I can relate to this, my daughter is 6 months now and me and my partner have discussed we would start trying when she is 2 but after realising how exhausting looking after 1 is, it makes me worry about doing it all over again but then again I have days where I think I can do it as she is sleeping through most nights but Then she would suddenly have bad nights and it makes me think I couldn't have 2 babies not sleeping I'll be exhausted (selfish I know) but I do have pcos and been told that the later I leave it the more harder it get and it did take me 14 months to conceive my first so it's a good chance even if I do start trying late next year I might not conceive for a long time but then I might be lucky and conceive first try you just never know.

I defiantly would love a 2nd baby as I love my 1st so much I would love to do it again and give her a brother or sister and if financial things go well I think we will start trying late next year as I would like baby earlier in the year as got so many family and friends plus Christmas at the end of the year lol but I do have that little worry that I won't cope but know I have a lot of support :)

I definitely don't think that's selfish! Just because we become moms doesn't mean we stop being the people we were before. And we need sleep! It's not selfish to want that. That's another reason I want them relatively close. Because I'd hate to wait until dd is older and she sleeps well and is on a predictable schedule and doesn't need as much and then have to start all over. I think it would be easier in a way to have them closer so you haven't gotten completely out of all the needy babyness just to get back into it.

I actually read something a couple of years ago saying it's easier for women with PCOS to conceive later in life. Something about the hormones calming down or lessening or something like that. I'm already sorting my cycles out so I'll be prepared come January. I used Vitex last time so am hoping to use that again.

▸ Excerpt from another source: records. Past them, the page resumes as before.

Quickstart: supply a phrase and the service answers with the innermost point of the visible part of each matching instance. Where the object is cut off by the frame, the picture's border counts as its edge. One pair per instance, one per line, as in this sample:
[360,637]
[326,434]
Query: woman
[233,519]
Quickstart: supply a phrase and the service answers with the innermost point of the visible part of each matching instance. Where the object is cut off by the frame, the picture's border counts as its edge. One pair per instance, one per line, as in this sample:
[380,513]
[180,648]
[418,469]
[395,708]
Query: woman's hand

Yh it's amazing how much slep becomes important to us mums lol, I agree with the fact that I would like them close so in not used to sleeping through the night and changing nappies etc to then be thrown back into it plus I want them close in age but not to close

And with my pcos I thought it would be fine later in life but when having scans with my 1st and my check up appointment after having my daughter I was told that the later I do leave it it will become more harder for me :( as I will ovulate less so it won't be impossible and could happen when I'm 30 but it be much harder
 
I'm back on vitex to manage my cycles. I went on bcp after I stopped pumping and turned into a raving lunatic! I was so so so angry and depressed. So I got rid of that. I used vitex to conceive DD. I stopped the pills and had a breakthrough bleed. Then started the vitex and AF came 30 days after. But now it's CD33 and nothing. I did switch to a different brand of vitex halfway through this cycle as I ran out but the same dose. I upped it a bit to see if that helps. If not I don't know if I should go back to my original brand or come off it and see what happens. I don't remember how long between stopping pumping and starting bcp I gave it. So I can't tell if I have my body a shot to do it on its own. But I was diagnosed at 13 with PCOS and rarely had periods so I think I should probably go back on the original brand.
 
Me! My dd will be 4 when we plan on ttc no2 but I can't imagine it any other way. For us as a family I hope that this timing will be just right - dd will understood more, be at school for part of the day hopefully when new baby arrives and I feel my husband and I have really got to enjoy the baby and toddler years with dd without adding a 2nd little one into the mix.
I couldn't cope with a little one at the minute -credit to all those that do!